Thursday, July 17, 2008

Petition against the Graphic Artist's Guild

Based on many of the deleted posts from this blog that have for me, raised multiple questions (for example the use of foreign funds to host an open bar at ICON) , artists have put together the following petition.

Please feel free to email me to have your name added.

PETITION

It has come to our attention that for an unspecified number of years (but apparently for more than a decade) the Graphic Artists Guild has been receiving artists reprographic royalties entrusted to them from certain foreign countries. We understand that the Guild was obligated to use these funds for the good of the entire industry and not to benefit or prejudice any particular individuals or organizations.

Since it appears that Guild leaders have refused to account for their use of these monies, we have no way of knowing how much the Guild has received, but at the recent open forum at the Society of Illustrators, they reluctantly acknowledged receiving over $400,000 in 2007 alone.

We now understand that these royalties are the earned income of illustrators from all genres of illustration and are not Guild-generated income. As members and former members of the Guild, we were never made aware that these royalties even existed until it was brought to light by circumstances following the first Illustrators Conference in Santa Fe New Mexico in 1999.

Following that conference, a grassroots team of illustrators, advised by internationally respected attorneys acting pro bono, attempted to create a collecting society to begin returning reprographic royalties to illustrators. These actions were opposed by Guild officers using personal attacks and defamatory charges.

We have now been made aware of minutes from a Guild steering committee meeting dated Jan 8, 2003 which indicate that at the same time as Guild leaders were attempting to discredit this grassroots movement, the Guild was facing a financial crisis brought on by “gross mismanagement.” These minutes specify that the Guild’s officers planned to “rectify the situation” by increasing “their” “income from foreign reprographic royalties.”

These actions by Guild leaders to discredit a legitimate effort by illustrators has clearly been prejudicial to the interests of American illustrators. Just as the Guild’s apparent use of artists’ royalties to cover up their mismanagement of funds has clearly benefited the Guild and its officers at the expense of others.

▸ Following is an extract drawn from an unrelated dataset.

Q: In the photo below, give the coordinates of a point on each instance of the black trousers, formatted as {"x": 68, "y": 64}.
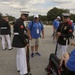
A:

Therefore we, the undersigned, do hereby acknowledge as fact that:

1. The Graphic Artists Guild has been collecting, for an undisclosed number of years, and without accountability, artists royalty monies from overseas collecting and distributing agencies.

2. The terms of receipt of these monies by the Guild is to benefit the entire field of illustration without preference or prejudice to any individual or organization.

3. Yet the Graphic Artists Guild has systematically attempted to discredit a legitimate effort by illustrators to bring accountability to the collection and distribution of the funds, and therefore

4. We charge that the Guild has misused artists royalties in a doubly inappropriate manner.

Based on these facts we, the undersigned, believe that the Graphic Artists Guild is not representing our best interests and we condemn the officers of the Guild for their apparent abuses of both the finances of illustrators and the trust of our industry.